|Type||Home video game console|
|Release date||January 1977|
|Introductory price||US$149 (equivalent to $666.29 in 2021)|
|CPU||RCA 1802 microprocessor, 1.78 MHz|
|Memory||512 bytes (normally used as 256 bytes display RAM + 256 bytes program RAM)|
|Removable storage||ROM cartridge|
|Controller input||Ten-button keypads|
The RCA Studio II is a home video game console made by RCA that debuted in January 1977. The graphics of Studio II games were black and white and resembled those of earlier Pong consoles and their clones. The Studio II also did not have joysticks or similar game controllers but instead used two ten-button keypads that were built into the console itself. The console was capable of making simple beep sounds with slight variations in tone and length. The Studio II included five built-in games.
The Studio II was not a successful product; the previously released Fairchild Channel F made it obsolete at launch and the Atari 2600, superior to both, was released ten months later. After poor Christmas sales in 1977, RCA discontinued the Studio II.
RCA engineer Joseph Weisbecker began building his own personal computer at home in the late 1960s, and encouraged the company to sell small computers. RCA introduced the Studio II video game console—using Weisbecker's COSMAC 1802 CPU—in January 1977.

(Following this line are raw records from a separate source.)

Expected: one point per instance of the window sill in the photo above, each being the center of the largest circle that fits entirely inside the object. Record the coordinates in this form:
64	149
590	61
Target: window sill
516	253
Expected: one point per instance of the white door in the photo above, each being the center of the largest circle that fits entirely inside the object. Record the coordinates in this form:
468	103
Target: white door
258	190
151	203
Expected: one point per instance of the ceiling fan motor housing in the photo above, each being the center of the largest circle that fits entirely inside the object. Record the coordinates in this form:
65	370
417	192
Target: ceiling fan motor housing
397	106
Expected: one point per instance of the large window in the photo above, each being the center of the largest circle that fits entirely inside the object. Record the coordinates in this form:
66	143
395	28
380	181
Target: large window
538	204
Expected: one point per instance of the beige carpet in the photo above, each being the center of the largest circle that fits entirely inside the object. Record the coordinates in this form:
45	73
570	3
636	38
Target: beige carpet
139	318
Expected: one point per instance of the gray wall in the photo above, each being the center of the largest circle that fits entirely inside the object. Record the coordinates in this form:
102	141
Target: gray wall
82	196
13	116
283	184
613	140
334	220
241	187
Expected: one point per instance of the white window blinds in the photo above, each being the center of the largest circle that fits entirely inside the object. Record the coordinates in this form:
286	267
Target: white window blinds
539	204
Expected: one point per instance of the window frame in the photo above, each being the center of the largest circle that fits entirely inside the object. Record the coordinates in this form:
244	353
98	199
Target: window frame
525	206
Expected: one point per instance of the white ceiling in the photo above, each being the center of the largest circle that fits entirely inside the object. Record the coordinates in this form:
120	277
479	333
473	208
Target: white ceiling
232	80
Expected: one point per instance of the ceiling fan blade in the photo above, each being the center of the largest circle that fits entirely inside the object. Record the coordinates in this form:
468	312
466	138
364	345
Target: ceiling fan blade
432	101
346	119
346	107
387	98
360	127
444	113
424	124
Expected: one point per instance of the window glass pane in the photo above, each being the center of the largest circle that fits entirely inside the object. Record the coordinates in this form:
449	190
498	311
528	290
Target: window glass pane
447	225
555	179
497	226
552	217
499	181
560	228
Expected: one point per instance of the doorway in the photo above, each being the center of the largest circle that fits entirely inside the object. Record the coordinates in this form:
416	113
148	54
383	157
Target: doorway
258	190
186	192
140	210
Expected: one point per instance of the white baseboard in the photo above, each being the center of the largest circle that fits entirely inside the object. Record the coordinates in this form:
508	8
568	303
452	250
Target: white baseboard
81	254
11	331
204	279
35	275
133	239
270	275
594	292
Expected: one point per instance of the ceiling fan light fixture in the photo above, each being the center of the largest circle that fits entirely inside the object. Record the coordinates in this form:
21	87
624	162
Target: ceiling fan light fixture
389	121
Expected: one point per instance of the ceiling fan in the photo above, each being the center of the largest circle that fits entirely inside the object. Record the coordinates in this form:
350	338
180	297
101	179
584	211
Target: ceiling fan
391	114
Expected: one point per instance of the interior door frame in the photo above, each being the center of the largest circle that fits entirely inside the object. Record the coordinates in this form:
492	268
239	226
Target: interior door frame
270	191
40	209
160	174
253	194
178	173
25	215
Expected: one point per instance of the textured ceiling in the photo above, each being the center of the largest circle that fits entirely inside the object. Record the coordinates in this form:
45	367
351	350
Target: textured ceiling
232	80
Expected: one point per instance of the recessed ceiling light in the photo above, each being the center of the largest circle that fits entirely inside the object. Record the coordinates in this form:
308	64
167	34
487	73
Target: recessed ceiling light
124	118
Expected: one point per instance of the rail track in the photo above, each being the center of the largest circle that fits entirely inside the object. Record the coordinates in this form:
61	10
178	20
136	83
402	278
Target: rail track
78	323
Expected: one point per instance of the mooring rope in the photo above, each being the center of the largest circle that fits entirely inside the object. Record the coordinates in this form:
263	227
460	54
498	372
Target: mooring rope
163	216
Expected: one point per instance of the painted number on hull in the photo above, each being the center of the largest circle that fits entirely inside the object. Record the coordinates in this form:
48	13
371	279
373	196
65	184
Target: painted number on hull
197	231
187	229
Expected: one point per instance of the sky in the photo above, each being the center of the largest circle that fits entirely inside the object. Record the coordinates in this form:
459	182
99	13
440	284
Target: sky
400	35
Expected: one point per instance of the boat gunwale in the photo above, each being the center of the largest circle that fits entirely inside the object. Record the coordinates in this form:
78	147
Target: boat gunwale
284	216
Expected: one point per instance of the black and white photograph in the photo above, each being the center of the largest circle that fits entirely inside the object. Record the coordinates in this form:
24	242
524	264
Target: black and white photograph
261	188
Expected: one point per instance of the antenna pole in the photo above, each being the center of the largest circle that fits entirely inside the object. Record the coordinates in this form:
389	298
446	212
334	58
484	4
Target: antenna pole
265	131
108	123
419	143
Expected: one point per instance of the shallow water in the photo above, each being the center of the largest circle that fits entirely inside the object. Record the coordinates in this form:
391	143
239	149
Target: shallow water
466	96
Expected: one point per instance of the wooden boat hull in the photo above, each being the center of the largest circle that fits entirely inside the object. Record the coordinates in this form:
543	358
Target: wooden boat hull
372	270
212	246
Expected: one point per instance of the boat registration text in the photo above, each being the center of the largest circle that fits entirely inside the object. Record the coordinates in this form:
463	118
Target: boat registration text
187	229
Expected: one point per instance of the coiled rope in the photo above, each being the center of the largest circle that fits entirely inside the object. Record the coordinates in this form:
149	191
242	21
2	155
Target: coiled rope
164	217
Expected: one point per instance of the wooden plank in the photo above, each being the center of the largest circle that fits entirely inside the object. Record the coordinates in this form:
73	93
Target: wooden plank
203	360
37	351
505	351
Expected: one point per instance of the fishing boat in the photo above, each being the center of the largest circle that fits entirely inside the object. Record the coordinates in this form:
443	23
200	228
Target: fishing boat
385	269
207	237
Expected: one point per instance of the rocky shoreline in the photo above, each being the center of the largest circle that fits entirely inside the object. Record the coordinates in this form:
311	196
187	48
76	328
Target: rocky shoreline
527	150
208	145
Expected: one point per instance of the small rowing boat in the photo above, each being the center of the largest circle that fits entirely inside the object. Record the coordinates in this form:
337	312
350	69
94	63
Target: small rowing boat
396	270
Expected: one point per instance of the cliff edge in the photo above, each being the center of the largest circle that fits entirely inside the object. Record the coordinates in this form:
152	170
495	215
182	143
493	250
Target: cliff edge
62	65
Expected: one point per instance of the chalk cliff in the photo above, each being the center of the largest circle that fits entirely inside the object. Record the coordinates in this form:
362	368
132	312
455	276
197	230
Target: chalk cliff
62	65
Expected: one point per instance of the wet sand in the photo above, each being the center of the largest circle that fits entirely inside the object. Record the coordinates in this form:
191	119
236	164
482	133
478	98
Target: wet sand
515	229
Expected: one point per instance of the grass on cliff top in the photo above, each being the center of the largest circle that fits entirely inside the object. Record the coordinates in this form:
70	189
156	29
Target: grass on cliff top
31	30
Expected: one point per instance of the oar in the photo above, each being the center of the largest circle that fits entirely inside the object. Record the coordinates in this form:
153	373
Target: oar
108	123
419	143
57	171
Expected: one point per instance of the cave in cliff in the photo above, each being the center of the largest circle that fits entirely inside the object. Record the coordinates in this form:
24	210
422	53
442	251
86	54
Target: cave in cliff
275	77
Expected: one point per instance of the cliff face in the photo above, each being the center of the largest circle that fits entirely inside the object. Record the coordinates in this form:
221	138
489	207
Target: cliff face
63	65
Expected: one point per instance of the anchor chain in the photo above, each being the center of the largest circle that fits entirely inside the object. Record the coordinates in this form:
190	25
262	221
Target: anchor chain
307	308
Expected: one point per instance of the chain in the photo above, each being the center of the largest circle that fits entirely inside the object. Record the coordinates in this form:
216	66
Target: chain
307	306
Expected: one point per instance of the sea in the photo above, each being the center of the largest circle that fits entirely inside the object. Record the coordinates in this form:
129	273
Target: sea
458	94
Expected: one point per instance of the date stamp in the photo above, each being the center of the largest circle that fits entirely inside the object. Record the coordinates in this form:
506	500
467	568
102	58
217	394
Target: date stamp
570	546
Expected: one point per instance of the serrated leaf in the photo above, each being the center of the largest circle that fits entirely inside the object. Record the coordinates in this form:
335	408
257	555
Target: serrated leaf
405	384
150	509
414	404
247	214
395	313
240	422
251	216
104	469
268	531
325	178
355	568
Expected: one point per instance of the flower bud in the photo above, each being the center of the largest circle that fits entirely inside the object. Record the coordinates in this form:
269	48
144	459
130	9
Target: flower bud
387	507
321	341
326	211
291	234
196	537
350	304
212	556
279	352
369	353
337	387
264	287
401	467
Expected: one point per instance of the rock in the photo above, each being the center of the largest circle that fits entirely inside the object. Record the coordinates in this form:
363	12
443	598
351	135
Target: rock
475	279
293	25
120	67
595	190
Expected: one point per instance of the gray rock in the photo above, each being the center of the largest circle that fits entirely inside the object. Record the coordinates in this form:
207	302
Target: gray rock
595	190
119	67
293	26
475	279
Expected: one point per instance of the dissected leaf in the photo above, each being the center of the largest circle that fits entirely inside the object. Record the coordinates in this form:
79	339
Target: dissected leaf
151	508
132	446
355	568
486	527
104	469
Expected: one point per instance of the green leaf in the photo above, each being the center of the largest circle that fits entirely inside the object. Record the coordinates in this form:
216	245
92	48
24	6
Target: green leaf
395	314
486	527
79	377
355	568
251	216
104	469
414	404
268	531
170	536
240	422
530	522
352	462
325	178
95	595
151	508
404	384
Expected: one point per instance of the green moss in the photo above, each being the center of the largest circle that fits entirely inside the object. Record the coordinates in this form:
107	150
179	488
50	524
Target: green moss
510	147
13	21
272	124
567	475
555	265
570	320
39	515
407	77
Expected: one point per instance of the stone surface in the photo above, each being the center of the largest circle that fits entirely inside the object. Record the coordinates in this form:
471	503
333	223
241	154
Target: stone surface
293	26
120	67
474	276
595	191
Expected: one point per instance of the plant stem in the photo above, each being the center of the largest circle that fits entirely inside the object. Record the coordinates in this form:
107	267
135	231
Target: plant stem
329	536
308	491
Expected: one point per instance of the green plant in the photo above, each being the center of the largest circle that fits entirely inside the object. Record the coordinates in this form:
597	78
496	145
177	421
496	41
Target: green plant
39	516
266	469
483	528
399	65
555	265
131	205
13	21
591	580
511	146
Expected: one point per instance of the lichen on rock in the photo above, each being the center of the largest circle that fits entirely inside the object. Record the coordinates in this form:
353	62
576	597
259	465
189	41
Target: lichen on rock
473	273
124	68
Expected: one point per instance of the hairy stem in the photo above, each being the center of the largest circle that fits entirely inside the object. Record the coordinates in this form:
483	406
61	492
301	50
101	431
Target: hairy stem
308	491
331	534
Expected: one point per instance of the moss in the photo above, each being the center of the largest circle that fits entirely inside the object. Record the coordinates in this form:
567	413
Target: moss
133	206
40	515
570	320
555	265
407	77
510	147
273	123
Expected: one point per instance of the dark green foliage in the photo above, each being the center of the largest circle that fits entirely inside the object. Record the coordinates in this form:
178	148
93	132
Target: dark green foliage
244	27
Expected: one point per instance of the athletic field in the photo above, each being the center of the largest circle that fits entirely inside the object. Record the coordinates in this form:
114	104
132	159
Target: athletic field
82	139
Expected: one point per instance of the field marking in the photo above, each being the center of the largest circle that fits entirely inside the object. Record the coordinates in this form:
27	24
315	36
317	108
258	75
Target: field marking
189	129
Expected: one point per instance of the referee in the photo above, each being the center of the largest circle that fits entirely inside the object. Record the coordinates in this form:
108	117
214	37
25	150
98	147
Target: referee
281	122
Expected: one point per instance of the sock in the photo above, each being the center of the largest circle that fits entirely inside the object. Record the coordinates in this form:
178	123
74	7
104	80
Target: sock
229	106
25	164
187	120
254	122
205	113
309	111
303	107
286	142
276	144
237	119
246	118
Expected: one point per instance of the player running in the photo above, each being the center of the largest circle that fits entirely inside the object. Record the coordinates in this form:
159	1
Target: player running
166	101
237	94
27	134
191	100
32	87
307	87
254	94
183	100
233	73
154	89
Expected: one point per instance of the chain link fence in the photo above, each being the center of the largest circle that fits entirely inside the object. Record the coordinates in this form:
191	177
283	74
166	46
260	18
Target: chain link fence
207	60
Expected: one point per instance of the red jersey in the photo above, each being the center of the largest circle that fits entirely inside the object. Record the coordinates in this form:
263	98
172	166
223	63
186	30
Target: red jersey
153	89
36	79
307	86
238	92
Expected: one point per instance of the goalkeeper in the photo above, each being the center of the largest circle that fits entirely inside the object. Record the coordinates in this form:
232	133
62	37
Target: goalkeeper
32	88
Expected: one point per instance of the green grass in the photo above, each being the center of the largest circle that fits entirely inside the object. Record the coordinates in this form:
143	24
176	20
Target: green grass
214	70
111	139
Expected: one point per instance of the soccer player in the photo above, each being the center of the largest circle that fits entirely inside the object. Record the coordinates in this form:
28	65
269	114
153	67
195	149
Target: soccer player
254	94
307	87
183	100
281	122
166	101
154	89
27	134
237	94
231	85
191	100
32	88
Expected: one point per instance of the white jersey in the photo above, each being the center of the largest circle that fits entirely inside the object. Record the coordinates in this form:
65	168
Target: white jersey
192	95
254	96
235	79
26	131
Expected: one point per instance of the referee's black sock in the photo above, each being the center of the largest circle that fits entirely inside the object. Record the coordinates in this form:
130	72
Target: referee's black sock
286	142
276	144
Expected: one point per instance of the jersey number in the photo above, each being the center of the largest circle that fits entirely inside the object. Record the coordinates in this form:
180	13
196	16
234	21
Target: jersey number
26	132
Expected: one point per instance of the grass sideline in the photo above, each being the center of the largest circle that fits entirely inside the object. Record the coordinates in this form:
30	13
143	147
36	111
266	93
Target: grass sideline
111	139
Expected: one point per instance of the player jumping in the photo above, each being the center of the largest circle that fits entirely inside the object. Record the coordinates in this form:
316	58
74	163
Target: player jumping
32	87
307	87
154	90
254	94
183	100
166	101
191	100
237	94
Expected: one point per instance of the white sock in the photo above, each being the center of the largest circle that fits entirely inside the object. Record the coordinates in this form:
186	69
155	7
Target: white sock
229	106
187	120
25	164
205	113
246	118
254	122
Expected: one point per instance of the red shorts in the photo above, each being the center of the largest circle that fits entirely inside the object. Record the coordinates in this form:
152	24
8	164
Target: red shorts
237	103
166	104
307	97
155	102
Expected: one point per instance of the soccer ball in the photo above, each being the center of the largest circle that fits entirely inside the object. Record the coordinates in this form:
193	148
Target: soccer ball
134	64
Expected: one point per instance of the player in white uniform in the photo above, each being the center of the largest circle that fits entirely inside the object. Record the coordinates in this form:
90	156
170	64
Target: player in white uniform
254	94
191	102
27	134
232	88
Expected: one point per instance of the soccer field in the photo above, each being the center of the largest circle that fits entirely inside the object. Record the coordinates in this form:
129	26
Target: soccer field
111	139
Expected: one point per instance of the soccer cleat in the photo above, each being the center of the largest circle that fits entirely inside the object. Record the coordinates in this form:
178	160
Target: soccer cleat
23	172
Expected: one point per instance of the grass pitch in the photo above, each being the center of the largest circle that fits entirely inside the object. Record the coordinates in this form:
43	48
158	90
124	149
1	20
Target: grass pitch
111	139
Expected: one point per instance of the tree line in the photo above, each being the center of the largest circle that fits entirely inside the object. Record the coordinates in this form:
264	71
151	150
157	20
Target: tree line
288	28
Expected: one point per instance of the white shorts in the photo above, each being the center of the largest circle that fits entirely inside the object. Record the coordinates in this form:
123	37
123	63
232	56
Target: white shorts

Joyce Weisbecker, the daughter of the console's designer, learned how to program her father's homemade home computer as a child. After graduating from high school in 1976, she used her familiarity with the architecture to create School House I and Speedway/Tag for the Studio II, becoming the first woman to develop a commercial video game.
The Studio II sold poorly. An internal sales document put RCA's own sales estimate for the console between 53,000-64,000 units sold between February 15, 1977 and January 31, 1978. It was released after the superior Fairchild Channel F, and the very successful Atari 2600 also appeared in 1977. RCA announced the console's discontinuation in February 1978 because of low Christmas sales. While losses were not disclosed, the company laid off 120 workers at its plant that produced the system in North Carolina. Some analysts blamed the fact the RCA Studio II's games were in black and white, and could not compete with systems offering color.
The Studio II was followed by the Studio III which can also display color and uses the RCA CDP-1802 microprocessor. A Studio IV was planned but not created.